2021 began with a spike in violent crime and Mayor Cooper says this funding should find its way to the nonprofits making our neighborhoods safer.

Another $1 million would be set aside for behavioral health concerns. Funding would go to Metro Public Health who would then assess the city’s behavioral health capacity. Mayor Cooper says mental health is an area we need to spend more time talking about.

“With COVID, people being shut in, feeling isolated, the country divided, a pandemic that we didn’t know that much about, we clearly see a lot of need there,” said Cooper.

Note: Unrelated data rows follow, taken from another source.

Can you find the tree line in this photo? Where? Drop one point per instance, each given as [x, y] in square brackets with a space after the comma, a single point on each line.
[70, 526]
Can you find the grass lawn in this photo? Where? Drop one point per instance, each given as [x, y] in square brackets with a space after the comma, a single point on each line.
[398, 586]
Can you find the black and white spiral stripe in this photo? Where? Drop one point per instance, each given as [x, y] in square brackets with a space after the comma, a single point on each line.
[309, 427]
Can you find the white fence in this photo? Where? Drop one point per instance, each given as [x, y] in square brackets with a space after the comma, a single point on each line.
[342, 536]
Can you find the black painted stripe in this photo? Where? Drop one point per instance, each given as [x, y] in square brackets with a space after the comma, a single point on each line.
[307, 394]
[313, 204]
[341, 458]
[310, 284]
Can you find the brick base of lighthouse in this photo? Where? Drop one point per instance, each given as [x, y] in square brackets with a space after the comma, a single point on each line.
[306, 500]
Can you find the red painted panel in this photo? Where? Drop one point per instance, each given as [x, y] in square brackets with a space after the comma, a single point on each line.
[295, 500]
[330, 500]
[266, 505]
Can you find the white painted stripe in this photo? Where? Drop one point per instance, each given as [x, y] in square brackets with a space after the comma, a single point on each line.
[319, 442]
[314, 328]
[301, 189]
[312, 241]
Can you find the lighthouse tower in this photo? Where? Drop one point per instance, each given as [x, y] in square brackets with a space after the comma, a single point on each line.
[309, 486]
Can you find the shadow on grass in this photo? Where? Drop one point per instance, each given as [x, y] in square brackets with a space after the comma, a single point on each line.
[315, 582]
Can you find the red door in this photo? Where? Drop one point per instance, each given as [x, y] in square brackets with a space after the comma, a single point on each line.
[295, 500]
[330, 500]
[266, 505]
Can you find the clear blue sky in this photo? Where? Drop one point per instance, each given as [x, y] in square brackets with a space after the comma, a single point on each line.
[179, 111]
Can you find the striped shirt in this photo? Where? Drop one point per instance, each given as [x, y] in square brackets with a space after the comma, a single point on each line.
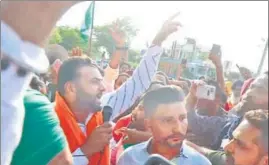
[121, 99]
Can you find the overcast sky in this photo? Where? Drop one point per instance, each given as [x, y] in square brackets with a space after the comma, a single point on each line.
[237, 26]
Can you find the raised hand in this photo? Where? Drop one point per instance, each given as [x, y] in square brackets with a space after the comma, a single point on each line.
[168, 28]
[216, 59]
[117, 35]
[76, 52]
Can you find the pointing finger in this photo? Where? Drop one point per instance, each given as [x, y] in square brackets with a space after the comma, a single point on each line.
[173, 16]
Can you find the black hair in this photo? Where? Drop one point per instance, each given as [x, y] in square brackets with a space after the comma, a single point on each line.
[55, 52]
[219, 91]
[237, 83]
[69, 68]
[162, 95]
[122, 75]
[259, 119]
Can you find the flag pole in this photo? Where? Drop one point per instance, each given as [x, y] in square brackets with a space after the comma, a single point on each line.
[90, 37]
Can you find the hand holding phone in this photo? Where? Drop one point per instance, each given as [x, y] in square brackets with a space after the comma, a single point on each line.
[215, 55]
[206, 92]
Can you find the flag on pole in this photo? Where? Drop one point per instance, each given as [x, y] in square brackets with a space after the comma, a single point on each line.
[87, 24]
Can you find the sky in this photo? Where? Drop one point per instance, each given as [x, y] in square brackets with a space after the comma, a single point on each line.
[238, 26]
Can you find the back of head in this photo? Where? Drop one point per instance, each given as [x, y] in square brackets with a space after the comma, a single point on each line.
[55, 52]
[219, 93]
[237, 85]
[69, 68]
[162, 95]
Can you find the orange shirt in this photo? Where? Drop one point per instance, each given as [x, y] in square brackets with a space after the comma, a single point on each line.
[74, 135]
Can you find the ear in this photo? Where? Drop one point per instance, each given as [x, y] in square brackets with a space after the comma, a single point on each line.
[70, 88]
[264, 160]
[147, 124]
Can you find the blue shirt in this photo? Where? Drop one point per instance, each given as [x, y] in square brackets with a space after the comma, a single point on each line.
[138, 155]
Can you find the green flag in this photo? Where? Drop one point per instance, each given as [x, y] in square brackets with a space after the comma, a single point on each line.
[87, 24]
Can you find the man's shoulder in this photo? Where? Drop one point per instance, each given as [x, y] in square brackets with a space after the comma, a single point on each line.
[196, 156]
[136, 148]
[35, 98]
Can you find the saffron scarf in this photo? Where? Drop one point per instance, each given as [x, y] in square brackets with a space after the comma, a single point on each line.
[74, 134]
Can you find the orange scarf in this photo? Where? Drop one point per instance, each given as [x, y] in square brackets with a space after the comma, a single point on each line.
[74, 134]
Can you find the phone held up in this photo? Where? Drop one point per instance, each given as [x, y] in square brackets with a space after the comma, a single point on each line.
[216, 50]
[206, 92]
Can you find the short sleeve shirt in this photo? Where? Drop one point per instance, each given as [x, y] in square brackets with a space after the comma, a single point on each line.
[42, 137]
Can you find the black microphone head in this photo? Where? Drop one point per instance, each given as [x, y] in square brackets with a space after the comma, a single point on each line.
[107, 113]
[156, 159]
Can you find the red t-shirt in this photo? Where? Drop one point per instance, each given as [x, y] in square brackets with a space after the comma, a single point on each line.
[122, 122]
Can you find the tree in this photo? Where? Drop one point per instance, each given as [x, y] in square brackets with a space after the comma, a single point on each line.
[103, 38]
[55, 37]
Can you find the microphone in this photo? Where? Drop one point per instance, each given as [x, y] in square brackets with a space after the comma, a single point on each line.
[107, 113]
[156, 159]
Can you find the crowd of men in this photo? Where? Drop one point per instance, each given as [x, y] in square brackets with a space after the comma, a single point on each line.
[56, 116]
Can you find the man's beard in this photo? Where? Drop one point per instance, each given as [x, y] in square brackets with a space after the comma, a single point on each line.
[87, 102]
[176, 144]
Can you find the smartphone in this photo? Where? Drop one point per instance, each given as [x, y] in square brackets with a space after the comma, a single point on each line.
[237, 66]
[216, 49]
[206, 92]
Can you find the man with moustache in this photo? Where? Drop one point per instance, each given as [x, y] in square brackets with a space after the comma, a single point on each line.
[243, 148]
[79, 104]
[221, 128]
[166, 118]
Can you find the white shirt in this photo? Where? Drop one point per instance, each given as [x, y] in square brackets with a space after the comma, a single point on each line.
[121, 99]
[22, 54]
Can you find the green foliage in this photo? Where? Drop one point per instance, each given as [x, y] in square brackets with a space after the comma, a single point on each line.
[70, 37]
[55, 37]
[103, 37]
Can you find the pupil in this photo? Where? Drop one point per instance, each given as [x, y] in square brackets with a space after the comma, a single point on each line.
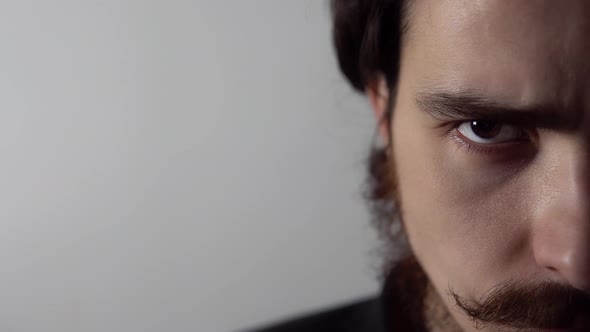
[485, 129]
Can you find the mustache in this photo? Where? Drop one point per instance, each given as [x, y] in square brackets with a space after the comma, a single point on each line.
[524, 305]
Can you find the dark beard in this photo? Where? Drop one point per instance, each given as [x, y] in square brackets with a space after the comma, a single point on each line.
[403, 295]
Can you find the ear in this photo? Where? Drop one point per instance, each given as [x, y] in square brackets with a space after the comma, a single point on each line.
[378, 94]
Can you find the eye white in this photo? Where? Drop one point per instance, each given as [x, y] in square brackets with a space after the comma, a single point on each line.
[506, 133]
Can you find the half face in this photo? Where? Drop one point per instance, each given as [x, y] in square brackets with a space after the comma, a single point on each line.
[490, 138]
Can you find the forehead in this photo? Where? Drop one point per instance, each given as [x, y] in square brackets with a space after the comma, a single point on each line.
[523, 51]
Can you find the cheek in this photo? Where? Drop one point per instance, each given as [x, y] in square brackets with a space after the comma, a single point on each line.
[466, 222]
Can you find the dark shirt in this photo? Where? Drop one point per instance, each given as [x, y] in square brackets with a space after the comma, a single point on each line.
[361, 316]
[398, 308]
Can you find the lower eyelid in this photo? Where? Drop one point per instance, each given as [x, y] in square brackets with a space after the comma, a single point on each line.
[462, 142]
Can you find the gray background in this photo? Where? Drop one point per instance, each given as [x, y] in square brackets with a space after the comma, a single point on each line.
[177, 166]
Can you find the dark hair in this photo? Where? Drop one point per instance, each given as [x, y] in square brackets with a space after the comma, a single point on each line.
[367, 38]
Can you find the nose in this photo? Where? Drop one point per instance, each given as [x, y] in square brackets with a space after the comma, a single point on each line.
[561, 234]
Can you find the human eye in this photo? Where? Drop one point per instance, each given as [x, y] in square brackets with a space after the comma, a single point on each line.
[488, 135]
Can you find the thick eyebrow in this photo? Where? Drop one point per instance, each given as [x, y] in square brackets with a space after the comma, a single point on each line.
[459, 106]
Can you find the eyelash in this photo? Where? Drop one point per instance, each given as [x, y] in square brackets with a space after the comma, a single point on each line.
[453, 134]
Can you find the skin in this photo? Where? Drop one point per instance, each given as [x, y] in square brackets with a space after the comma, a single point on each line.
[475, 219]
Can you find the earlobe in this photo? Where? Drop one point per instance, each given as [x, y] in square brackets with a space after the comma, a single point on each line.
[378, 95]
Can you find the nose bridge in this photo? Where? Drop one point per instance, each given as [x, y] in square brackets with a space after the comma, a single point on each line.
[561, 236]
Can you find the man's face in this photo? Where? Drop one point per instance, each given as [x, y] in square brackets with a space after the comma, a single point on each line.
[504, 198]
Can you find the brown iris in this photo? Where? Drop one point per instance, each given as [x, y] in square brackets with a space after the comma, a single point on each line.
[486, 129]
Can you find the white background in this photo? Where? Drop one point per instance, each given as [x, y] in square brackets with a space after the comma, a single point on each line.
[173, 165]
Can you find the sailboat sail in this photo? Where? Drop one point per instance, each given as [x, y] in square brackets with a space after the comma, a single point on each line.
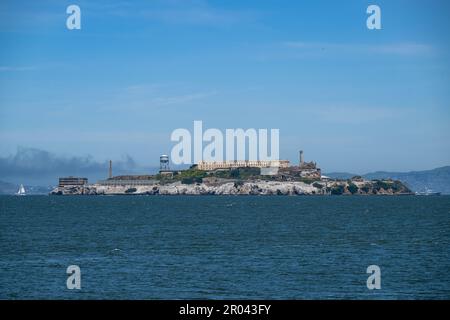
[21, 191]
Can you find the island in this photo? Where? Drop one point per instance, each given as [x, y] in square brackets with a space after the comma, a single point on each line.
[236, 178]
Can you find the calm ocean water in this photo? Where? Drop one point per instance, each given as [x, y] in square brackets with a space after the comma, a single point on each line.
[131, 247]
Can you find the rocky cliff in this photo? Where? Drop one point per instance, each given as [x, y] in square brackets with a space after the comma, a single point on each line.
[258, 187]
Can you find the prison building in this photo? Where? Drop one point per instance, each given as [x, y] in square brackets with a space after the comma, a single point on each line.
[213, 165]
[127, 182]
[72, 181]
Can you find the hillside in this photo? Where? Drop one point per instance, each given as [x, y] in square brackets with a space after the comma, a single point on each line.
[436, 179]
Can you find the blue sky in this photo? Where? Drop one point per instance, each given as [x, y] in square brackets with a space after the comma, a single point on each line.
[354, 99]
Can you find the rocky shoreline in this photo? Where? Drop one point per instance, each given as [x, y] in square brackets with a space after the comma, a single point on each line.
[257, 187]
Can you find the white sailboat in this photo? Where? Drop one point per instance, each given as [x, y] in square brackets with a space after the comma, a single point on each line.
[21, 191]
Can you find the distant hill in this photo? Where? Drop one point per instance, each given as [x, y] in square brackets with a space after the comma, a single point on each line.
[436, 179]
[8, 188]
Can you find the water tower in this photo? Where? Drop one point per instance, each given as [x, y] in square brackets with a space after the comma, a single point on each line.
[164, 163]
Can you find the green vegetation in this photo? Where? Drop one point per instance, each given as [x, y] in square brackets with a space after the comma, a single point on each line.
[317, 185]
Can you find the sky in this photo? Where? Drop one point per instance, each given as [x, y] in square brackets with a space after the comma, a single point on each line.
[353, 99]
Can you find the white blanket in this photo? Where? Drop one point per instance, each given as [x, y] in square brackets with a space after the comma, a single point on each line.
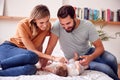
[87, 75]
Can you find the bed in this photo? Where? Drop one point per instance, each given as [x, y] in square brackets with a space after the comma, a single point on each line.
[41, 75]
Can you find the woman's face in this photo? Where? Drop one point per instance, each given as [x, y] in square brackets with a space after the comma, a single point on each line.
[42, 23]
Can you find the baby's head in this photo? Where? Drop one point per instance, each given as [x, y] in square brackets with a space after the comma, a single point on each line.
[62, 70]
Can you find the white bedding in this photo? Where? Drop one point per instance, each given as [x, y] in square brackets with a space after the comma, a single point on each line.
[87, 75]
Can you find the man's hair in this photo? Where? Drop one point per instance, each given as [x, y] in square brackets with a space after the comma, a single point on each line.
[66, 10]
[62, 71]
[39, 12]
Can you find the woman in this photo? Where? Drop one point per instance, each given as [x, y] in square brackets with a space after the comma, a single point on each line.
[19, 55]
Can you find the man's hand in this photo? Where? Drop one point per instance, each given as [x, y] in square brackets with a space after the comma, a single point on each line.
[61, 59]
[85, 60]
[43, 62]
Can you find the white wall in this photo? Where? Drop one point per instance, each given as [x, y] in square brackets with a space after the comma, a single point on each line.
[95, 4]
[23, 7]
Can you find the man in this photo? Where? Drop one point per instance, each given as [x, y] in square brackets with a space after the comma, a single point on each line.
[74, 36]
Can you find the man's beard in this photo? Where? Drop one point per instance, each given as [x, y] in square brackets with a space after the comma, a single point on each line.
[74, 24]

Services like the mobile crisis unit could see a few improvements with the funding which include providing a behavioral health specialist to respond to crises. The result according to the mayor would be a reduction in pressure on police and other emergency personnel.

Finally, the mayor’s plan will also include $500,000 in funding for the 2nd Avenue recovery following the Christmas Day bombing. Metro Planning would use half the money for capital planning recommendations and “other visualizations to help residents imagine a future historic 2nd avenue.”

Metro Public Works would use the other half of the funding to restore publicly-owned infrastructures like roadways, lighting, and other streetscaping.